Thursday, December 27, 2012

Memory Lane

I had a great time this morning answering questions for a Spanish reviewer about Archangel Protocol (e-book!).  He reminded me how much I loved cyberpunk as a genre. 

During the late-80s and early-90s, I was a huge cyberpunk fan.  I read pretty much everything I could find that fit the genre, though I'm sure I still missed plenty of the classics.  Though it's funny how quickly "the Movement" died out, even though I can't imagine a time when its themes and tropes are, in many ways, still very relevant.  Even so, I remember sitting listening to a panel at a Boston WorldCon, maybe (or Baltimore?), in the early part of my career, when I was still writing in the AngeLINK series in the mid-90s, listening to the panelists explain that cyberpunk was long dead.  I feel like I might even have been sitting next to Melissa Scott (who'd written TROUBLE AND HER FRIENDS right about the same time), but that might just be wishful remembering.

At any rate, I kind of miss cyberpunk.

I miss the hackers and the punks and the edgy worlds full of drugs and implants and bioware.  I miss the cool, sarcastic hero/heroines and the funky lingo. 

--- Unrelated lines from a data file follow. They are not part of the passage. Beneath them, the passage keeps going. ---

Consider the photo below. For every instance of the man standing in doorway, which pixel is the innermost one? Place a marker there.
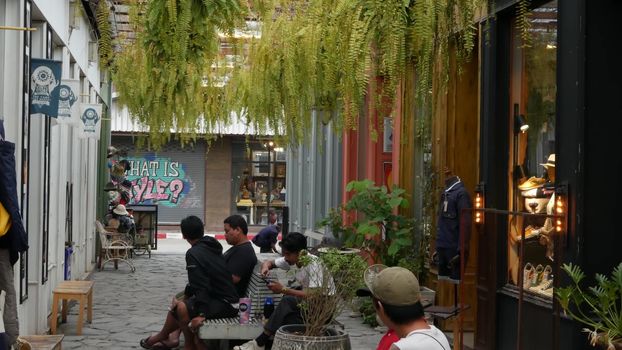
(454, 199)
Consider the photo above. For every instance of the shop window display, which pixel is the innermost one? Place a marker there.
(257, 175)
(532, 164)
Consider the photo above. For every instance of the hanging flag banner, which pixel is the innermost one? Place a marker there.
(44, 82)
(68, 110)
(90, 120)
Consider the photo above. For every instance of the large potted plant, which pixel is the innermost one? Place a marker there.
(381, 232)
(320, 307)
(597, 307)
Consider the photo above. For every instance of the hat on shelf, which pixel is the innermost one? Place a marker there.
(110, 186)
(531, 183)
(550, 162)
(126, 164)
(112, 151)
(120, 210)
(537, 192)
(395, 286)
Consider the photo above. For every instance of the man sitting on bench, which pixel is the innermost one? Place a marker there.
(210, 292)
(294, 246)
(240, 260)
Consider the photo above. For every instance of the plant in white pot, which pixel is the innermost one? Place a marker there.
(598, 307)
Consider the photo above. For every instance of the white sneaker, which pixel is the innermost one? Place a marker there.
(250, 345)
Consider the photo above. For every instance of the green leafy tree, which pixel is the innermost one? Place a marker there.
(597, 307)
(379, 230)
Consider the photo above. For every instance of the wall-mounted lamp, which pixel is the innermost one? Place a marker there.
(479, 204)
(561, 207)
(520, 124)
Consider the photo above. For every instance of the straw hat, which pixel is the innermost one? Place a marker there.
(120, 210)
(550, 162)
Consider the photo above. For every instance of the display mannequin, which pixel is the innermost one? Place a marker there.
(454, 199)
(546, 230)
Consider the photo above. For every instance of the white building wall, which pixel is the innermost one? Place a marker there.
(72, 160)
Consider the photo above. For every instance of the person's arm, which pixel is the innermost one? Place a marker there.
(194, 274)
(277, 287)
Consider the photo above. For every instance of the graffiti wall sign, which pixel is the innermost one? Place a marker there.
(160, 180)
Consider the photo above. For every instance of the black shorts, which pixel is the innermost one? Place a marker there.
(211, 308)
(446, 272)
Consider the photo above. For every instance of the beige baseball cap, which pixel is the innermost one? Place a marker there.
(395, 286)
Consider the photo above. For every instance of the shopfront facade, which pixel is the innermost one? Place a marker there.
(546, 105)
(56, 169)
(231, 174)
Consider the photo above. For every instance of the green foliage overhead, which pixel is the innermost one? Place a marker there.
(166, 78)
(105, 33)
(321, 55)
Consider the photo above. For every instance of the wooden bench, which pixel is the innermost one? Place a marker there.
(42, 342)
(113, 248)
(82, 291)
(230, 328)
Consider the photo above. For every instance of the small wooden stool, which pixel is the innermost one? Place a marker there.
(81, 291)
(44, 342)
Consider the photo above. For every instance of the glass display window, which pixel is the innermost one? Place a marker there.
(258, 178)
(533, 90)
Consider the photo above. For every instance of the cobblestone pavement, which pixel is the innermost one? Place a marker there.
(130, 306)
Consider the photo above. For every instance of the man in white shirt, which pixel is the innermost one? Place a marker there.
(309, 276)
(396, 297)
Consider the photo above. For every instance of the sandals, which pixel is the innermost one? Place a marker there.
(156, 346)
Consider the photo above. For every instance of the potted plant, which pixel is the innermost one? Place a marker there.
(597, 307)
(343, 274)
(385, 235)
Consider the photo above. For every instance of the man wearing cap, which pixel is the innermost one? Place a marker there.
(396, 297)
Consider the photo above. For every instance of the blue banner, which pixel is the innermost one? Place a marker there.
(45, 78)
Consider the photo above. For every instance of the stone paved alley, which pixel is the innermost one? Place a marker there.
(129, 306)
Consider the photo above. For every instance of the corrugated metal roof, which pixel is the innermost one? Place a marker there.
(122, 122)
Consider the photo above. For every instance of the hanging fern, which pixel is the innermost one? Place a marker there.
(165, 78)
(105, 33)
(523, 11)
(324, 55)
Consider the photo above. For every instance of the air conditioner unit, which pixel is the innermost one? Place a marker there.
(93, 51)
(74, 14)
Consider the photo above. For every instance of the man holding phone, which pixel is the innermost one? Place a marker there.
(294, 246)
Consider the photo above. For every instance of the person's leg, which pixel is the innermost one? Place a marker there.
(170, 325)
(183, 318)
(287, 312)
(11, 324)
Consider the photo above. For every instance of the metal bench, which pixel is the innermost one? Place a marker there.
(227, 329)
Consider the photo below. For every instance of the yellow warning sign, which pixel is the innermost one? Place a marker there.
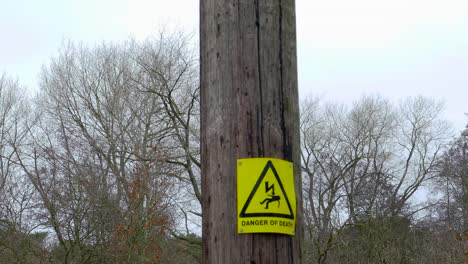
(266, 200)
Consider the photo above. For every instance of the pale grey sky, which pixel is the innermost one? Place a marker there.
(346, 49)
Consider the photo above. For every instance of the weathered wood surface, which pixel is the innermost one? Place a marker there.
(249, 108)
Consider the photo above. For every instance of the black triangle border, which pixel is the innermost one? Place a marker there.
(243, 213)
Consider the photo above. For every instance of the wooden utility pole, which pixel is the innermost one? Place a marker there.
(249, 108)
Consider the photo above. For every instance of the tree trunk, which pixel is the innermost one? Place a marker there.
(249, 108)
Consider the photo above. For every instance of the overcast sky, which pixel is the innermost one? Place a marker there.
(346, 49)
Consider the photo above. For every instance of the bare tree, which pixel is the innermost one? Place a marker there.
(362, 166)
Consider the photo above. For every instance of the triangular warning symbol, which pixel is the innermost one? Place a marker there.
(268, 197)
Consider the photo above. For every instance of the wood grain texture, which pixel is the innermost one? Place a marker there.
(249, 108)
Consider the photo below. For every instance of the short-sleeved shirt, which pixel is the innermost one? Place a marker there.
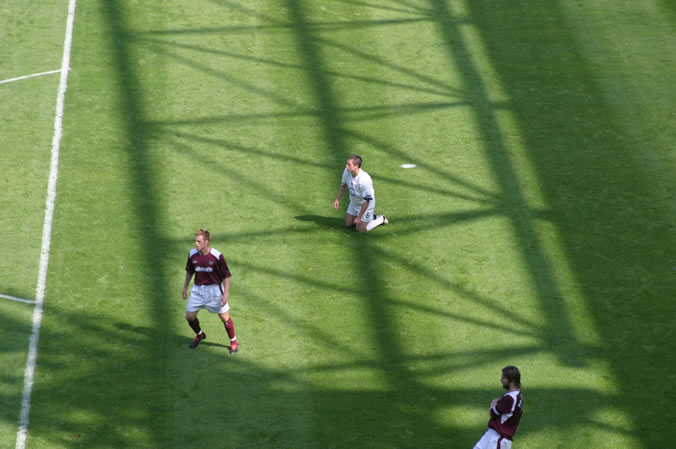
(360, 187)
(208, 268)
(506, 414)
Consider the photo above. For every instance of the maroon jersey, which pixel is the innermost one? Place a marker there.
(208, 268)
(506, 414)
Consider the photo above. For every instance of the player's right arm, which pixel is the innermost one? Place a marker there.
(188, 277)
(341, 190)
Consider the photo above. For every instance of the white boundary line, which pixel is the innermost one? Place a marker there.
(14, 298)
(46, 235)
(29, 76)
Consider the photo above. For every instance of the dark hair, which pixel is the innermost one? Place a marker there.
(512, 374)
(355, 160)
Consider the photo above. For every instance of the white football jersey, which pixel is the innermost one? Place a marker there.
(360, 187)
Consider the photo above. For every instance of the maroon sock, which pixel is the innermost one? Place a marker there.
(195, 324)
(230, 328)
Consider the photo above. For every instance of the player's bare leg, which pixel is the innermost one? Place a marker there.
(230, 329)
(349, 220)
(195, 325)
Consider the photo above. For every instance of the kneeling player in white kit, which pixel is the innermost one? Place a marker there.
(210, 290)
(505, 413)
(361, 211)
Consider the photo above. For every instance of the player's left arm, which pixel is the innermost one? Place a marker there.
(361, 211)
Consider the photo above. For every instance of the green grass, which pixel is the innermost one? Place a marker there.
(536, 229)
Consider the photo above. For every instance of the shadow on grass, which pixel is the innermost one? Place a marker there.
(139, 385)
(599, 193)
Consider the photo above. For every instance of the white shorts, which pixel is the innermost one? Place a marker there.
(369, 213)
(207, 297)
(493, 440)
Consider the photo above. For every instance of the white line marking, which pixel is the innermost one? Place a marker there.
(29, 76)
(14, 298)
(46, 235)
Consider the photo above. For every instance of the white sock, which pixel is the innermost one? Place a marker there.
(375, 222)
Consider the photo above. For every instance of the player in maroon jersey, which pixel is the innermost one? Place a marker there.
(210, 289)
(505, 413)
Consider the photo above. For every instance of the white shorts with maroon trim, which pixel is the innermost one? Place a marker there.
(207, 297)
(369, 213)
(493, 440)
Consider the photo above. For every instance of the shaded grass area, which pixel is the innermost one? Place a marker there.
(392, 339)
(608, 193)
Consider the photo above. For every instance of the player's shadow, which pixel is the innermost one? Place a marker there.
(337, 223)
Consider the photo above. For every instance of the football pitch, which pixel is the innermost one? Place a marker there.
(536, 227)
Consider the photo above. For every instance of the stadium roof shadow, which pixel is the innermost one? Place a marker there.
(270, 415)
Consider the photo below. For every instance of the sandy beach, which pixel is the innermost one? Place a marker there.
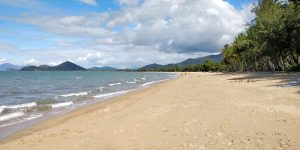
(194, 111)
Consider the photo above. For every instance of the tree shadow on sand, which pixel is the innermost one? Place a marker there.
(284, 80)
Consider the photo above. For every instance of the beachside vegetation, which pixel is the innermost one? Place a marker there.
(271, 42)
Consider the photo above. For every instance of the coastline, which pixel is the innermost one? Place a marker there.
(176, 114)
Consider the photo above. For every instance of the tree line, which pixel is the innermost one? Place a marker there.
(271, 42)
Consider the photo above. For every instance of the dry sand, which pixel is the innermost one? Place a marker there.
(195, 111)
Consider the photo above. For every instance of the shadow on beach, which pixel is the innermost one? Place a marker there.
(283, 79)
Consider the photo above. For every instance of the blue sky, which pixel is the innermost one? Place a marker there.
(120, 33)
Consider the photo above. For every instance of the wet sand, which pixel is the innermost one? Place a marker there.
(194, 111)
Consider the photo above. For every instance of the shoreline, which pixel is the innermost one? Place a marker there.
(48, 121)
(193, 111)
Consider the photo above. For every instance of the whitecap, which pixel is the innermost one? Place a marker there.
(111, 94)
(11, 115)
(75, 94)
(23, 120)
(19, 105)
(152, 82)
(64, 104)
(112, 84)
(1, 109)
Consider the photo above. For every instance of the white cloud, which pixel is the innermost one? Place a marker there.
(31, 62)
(142, 32)
(89, 2)
(2, 60)
(7, 46)
(55, 63)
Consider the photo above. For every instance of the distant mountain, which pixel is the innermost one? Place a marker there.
(152, 66)
(104, 68)
(66, 66)
(8, 66)
(201, 60)
(190, 61)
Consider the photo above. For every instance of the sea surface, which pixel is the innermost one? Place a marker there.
(28, 96)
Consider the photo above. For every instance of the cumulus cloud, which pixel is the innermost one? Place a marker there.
(2, 60)
(145, 31)
(89, 2)
(6, 46)
(31, 62)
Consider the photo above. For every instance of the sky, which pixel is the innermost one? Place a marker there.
(118, 33)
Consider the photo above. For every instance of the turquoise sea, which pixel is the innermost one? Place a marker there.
(26, 96)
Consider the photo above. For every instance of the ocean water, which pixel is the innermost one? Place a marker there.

Anyone else up for revisiting it?  Shall we start a second Movement or perhaps... a revolution?  If nothing else, I might have to go and try rereading some of my collection.  I wonder how DINER AT THE DEVIANT'S PALACE holds up after all this time....

1 comment:

Jon said...

I was thinking the same thing the other day. I was thinking about picking up old Gibson or maybe Snow Crash. Then I tried to rewatch Strange Days and it was incredible how it seemed like it came from this whole other world. I think eventually Cyberpunk is going to occupy this never-happened alternate turn-of-the-century world, kind of like Steampunk does for the previous century.